Overall, about 3.4 million Californians have gained health insurance in the last year through private insurance or an expansion of Medi-Cal, the state’s low-income health plan. The percentage of Californians who are uninsured was cut in half to 11% by June, according to the Commonwealth Fund, a private foundation that studies health policy.
By mid-February, Covered California wants to sign up 500,000 more people to private health plans, in addition to the 1.2 million who did so during the first open enrollment.
Statewide, 62% of those who remain without insurance are Latino, according to a survey by the Kaiser Family Foundation.
About half of those people aren’t U.S. citizens or legal residents, so they can’t get insurance through the exchange or Medi-Cal. Among those who are eligible, 37% said they were at least somewhat worried that signing up for health insurance would draw attention to their family members’ immigration status.
Hugo Ramirez, who manages Covered California outreach for nonprofit group Vision y Compromiso, remembers a man who called a radio talk show that Ramirez was appearing on last year. The caller said he was a U.S. citizen but his wife was not.
“I’m afraid that if I give this information it’ll be used against her,” Ramirez recalls the man saying.
A Latina in Bakersfield, in a recent consumer survey, told the California HealthCare Foundation she felt Obamacare might be a trick to get undocumented immigrants to apply and identify themselves.
In March, President Obama went on the Spanish-language TV network Univision to assure Latinos that information would not be turned over to immigration officials. The federal government has deported more than 2 million people since Obama took office.
During the first open enrollment, the exchange urged outreach workers to carry a letter from U.S. Immigration and Customs Enforcement echoing Obama’s promise. But that agency letterhead merely made some people more nervous, Lee said.
This time, Lee said he’s drafting letters on immigration bearing the names of Covered California and immigrant-rights groups that are well respected in the Latino community.
Covered California had already altered its advertising to promote in-person assistance at local clinics and churches because Latinos weren’t always comfortable discussing immigration issues over the phone or online.
The exchange credited that shift in marketing for a boost in enrollment. The exchange had signed up 75,000 Latinos by the end of December, drawing criticism from state lawmakers and other health-law supporters. The state’s total grew to 367,000 by mid-April.
Bigger penalties for the uninsured might also be a motivating factor in the months ahead. The fine for going without coverage increases next year to $325 per adult or 2% of household income, whichever is greater.

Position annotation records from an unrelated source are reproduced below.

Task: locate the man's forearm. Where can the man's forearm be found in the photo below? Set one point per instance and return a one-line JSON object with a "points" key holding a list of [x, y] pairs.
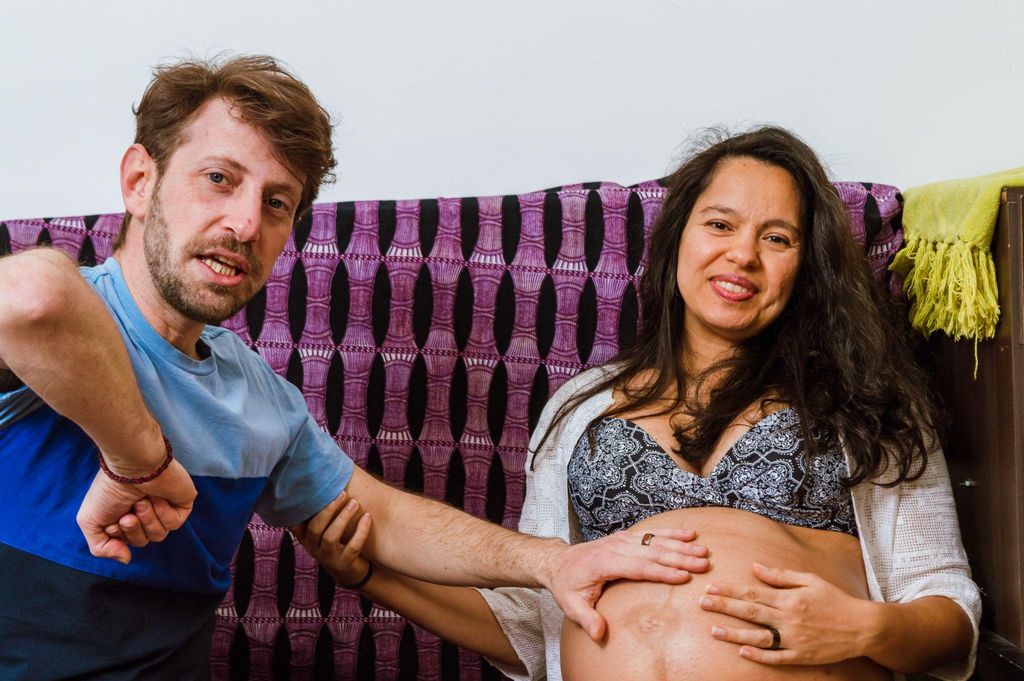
{"points": [[430, 541], [58, 338]]}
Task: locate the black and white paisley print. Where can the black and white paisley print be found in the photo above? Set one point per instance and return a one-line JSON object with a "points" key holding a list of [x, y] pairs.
{"points": [[629, 477]]}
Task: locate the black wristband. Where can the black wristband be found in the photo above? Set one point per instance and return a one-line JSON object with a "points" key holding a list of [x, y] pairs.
{"points": [[361, 583]]}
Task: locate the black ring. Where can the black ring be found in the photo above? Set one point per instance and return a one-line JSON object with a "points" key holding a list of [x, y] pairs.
{"points": [[776, 638]]}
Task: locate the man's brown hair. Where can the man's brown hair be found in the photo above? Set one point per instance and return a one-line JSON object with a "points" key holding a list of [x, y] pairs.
{"points": [[265, 96]]}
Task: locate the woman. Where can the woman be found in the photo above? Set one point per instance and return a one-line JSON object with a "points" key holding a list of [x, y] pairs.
{"points": [[770, 403]]}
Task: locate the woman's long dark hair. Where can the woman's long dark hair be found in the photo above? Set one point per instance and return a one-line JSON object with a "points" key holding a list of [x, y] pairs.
{"points": [[839, 353]]}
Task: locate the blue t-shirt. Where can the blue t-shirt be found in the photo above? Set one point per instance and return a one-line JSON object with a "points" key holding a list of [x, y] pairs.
{"points": [[243, 433]]}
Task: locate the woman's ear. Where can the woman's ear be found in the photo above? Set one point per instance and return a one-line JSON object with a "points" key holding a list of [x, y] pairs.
{"points": [[138, 180]]}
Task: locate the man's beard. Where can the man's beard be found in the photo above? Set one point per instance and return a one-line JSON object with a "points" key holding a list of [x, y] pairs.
{"points": [[168, 272]]}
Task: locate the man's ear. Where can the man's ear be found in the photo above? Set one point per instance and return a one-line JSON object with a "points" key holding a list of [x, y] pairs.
{"points": [[138, 180]]}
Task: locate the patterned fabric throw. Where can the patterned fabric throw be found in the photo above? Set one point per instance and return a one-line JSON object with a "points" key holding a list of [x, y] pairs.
{"points": [[427, 336]]}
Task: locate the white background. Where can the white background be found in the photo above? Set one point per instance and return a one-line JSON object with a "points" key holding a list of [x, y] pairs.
{"points": [[463, 97]]}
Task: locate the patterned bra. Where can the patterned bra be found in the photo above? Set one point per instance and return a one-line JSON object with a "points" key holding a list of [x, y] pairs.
{"points": [[628, 477]]}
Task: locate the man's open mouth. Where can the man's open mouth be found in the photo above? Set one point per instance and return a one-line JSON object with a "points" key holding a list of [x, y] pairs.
{"points": [[221, 265]]}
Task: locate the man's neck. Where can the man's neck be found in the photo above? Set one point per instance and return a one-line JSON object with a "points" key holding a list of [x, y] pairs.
{"points": [[176, 329]]}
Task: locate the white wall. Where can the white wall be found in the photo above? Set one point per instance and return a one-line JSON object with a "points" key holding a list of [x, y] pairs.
{"points": [[457, 97]]}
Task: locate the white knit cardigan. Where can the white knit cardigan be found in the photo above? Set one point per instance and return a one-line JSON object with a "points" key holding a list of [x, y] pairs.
{"points": [[909, 538]]}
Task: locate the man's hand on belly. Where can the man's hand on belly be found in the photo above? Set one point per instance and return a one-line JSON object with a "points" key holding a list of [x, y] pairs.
{"points": [[817, 622], [669, 556]]}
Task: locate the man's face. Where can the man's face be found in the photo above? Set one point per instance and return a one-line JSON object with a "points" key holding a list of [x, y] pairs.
{"points": [[220, 214]]}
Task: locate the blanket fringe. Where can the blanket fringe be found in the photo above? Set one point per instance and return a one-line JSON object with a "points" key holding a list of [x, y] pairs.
{"points": [[951, 287]]}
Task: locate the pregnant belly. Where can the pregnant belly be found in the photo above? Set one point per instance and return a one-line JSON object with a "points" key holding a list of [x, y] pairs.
{"points": [[658, 631]]}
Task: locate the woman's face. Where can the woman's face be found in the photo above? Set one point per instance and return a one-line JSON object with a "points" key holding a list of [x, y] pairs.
{"points": [[739, 253]]}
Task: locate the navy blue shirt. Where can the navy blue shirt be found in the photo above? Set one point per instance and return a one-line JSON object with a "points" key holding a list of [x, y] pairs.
{"points": [[243, 433]]}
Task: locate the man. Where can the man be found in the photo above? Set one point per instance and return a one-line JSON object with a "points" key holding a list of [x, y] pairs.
{"points": [[126, 420]]}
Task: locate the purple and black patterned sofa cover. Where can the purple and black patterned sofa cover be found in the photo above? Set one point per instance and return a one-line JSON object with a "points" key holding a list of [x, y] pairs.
{"points": [[426, 337]]}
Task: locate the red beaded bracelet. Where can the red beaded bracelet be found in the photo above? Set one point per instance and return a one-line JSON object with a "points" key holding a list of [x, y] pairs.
{"points": [[145, 478]]}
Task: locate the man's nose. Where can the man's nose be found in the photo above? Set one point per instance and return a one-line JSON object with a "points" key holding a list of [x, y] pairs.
{"points": [[245, 215]]}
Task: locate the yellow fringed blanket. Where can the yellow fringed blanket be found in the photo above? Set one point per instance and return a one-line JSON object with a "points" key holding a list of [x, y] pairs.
{"points": [[946, 263]]}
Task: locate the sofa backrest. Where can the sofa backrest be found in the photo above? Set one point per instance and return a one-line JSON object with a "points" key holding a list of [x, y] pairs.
{"points": [[426, 337]]}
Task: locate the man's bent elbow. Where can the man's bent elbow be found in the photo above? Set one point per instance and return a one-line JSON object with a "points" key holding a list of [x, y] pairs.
{"points": [[36, 288]]}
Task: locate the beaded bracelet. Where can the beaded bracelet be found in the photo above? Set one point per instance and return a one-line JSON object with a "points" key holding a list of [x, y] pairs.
{"points": [[145, 478], [361, 583]]}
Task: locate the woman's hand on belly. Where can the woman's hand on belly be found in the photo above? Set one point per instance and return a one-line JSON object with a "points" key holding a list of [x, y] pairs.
{"points": [[817, 622]]}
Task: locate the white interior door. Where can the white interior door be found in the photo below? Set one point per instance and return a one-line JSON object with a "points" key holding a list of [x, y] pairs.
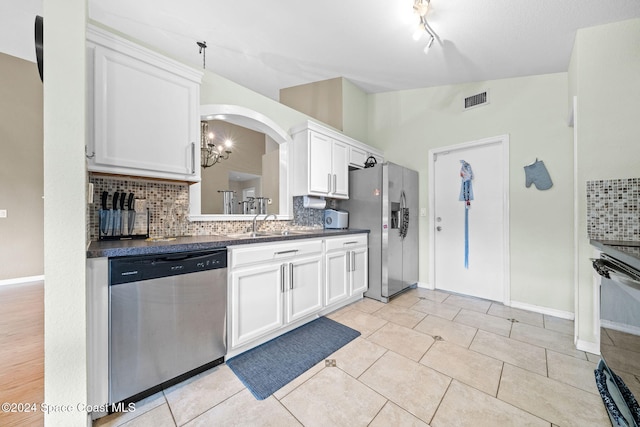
{"points": [[487, 219]]}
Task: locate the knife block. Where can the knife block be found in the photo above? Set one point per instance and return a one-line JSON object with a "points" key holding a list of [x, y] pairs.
{"points": [[107, 218]]}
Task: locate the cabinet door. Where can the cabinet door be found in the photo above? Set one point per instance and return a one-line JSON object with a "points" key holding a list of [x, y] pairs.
{"points": [[340, 170], [145, 119], [304, 287], [256, 302], [359, 270], [337, 277], [320, 175]]}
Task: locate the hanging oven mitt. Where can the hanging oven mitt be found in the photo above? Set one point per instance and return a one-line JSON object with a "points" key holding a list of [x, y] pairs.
{"points": [[537, 174]]}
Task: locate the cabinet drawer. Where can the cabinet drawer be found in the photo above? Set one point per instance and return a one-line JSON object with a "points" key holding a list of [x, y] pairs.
{"points": [[346, 242], [273, 251]]}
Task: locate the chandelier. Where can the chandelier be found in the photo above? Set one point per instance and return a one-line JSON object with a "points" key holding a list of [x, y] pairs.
{"points": [[210, 154], [420, 8]]}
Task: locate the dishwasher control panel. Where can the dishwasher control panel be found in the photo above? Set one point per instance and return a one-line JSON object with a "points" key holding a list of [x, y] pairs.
{"points": [[145, 267]]}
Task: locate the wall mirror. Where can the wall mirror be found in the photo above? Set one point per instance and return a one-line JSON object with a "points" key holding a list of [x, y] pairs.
{"points": [[254, 178]]}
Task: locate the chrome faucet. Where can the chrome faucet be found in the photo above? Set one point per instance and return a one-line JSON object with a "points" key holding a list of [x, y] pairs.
{"points": [[255, 219]]}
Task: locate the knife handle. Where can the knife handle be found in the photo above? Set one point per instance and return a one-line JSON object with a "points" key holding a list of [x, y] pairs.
{"points": [[105, 195]]}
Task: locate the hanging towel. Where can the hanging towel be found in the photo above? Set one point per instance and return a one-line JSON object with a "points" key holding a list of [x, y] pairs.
{"points": [[537, 174], [466, 195]]}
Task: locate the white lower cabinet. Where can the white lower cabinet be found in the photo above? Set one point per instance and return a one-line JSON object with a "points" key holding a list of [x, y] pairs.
{"points": [[275, 287], [256, 302], [272, 285], [346, 264]]}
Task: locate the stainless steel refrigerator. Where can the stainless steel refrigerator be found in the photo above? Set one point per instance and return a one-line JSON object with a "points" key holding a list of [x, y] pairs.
{"points": [[384, 199]]}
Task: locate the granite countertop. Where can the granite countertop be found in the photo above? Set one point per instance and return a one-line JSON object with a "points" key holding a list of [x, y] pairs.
{"points": [[117, 248], [625, 251]]}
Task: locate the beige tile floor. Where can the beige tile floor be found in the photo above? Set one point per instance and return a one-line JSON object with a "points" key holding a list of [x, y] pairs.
{"points": [[428, 358]]}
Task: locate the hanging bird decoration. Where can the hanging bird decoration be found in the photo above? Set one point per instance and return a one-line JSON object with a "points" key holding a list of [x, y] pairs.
{"points": [[466, 195]]}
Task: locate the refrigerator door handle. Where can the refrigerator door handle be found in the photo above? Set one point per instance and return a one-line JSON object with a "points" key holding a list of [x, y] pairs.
{"points": [[404, 214]]}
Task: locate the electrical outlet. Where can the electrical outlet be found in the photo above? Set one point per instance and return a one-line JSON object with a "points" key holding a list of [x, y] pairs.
{"points": [[140, 205]]}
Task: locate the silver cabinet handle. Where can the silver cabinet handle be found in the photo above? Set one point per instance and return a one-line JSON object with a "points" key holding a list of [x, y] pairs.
{"points": [[193, 158], [286, 252], [348, 255], [290, 276], [282, 272]]}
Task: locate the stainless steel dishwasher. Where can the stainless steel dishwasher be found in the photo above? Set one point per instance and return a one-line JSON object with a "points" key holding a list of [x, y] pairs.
{"points": [[167, 320]]}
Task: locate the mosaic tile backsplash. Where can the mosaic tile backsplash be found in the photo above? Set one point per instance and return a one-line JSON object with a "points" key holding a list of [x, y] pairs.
{"points": [[613, 211], [168, 205]]}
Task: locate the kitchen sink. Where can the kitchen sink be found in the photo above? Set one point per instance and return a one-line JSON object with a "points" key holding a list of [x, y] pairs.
{"points": [[250, 234]]}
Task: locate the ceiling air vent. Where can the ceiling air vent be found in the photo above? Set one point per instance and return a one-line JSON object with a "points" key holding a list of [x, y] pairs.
{"points": [[476, 100]]}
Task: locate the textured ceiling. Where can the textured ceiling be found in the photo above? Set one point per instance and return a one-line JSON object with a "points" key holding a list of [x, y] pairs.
{"points": [[267, 46]]}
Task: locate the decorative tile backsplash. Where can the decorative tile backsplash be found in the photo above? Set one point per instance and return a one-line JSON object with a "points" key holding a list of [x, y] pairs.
{"points": [[168, 205], [613, 211]]}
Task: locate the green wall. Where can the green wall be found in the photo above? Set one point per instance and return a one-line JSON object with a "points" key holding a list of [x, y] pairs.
{"points": [[533, 111]]}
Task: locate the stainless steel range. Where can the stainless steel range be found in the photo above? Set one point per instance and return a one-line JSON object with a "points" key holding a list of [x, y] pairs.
{"points": [[618, 373]]}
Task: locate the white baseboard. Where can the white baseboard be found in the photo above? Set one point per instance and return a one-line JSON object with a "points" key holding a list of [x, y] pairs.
{"points": [[588, 346], [629, 329], [20, 280], [543, 310], [425, 286]]}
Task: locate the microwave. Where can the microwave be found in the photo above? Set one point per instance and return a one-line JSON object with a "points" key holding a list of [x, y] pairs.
{"points": [[336, 219]]}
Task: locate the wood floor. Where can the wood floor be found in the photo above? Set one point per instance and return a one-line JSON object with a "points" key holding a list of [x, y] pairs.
{"points": [[22, 351]]}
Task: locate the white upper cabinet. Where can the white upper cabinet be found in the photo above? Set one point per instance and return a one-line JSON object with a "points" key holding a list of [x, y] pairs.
{"points": [[322, 158], [143, 110]]}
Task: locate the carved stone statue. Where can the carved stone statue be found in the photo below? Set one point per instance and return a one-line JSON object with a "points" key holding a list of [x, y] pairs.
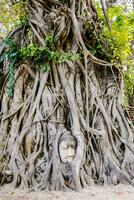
{"points": [[67, 147]]}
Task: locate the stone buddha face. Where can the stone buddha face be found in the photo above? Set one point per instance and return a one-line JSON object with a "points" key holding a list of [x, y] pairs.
{"points": [[67, 147]]}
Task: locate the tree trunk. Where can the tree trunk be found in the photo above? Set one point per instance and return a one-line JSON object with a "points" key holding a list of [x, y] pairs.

Another challenge is enrolling Californians who have grown accustomed to living without health insurance. They may pay cash at local clinics or travel to Mexico for care.
Nearly half of the remaining uninsured in California have been without coverage for two years or more, according to the Kaiser Family Foundation.
The Saldana family has learned to cope without insurance, said Lilian Saldana, and she recently took her mother to a neighborhood clinic for a physical. But she worries about what will happen if either of her parents suffers a serious illness.
“My family’s being held back whether I apply for it or not,” she said. “There’s nothing I can do about it.”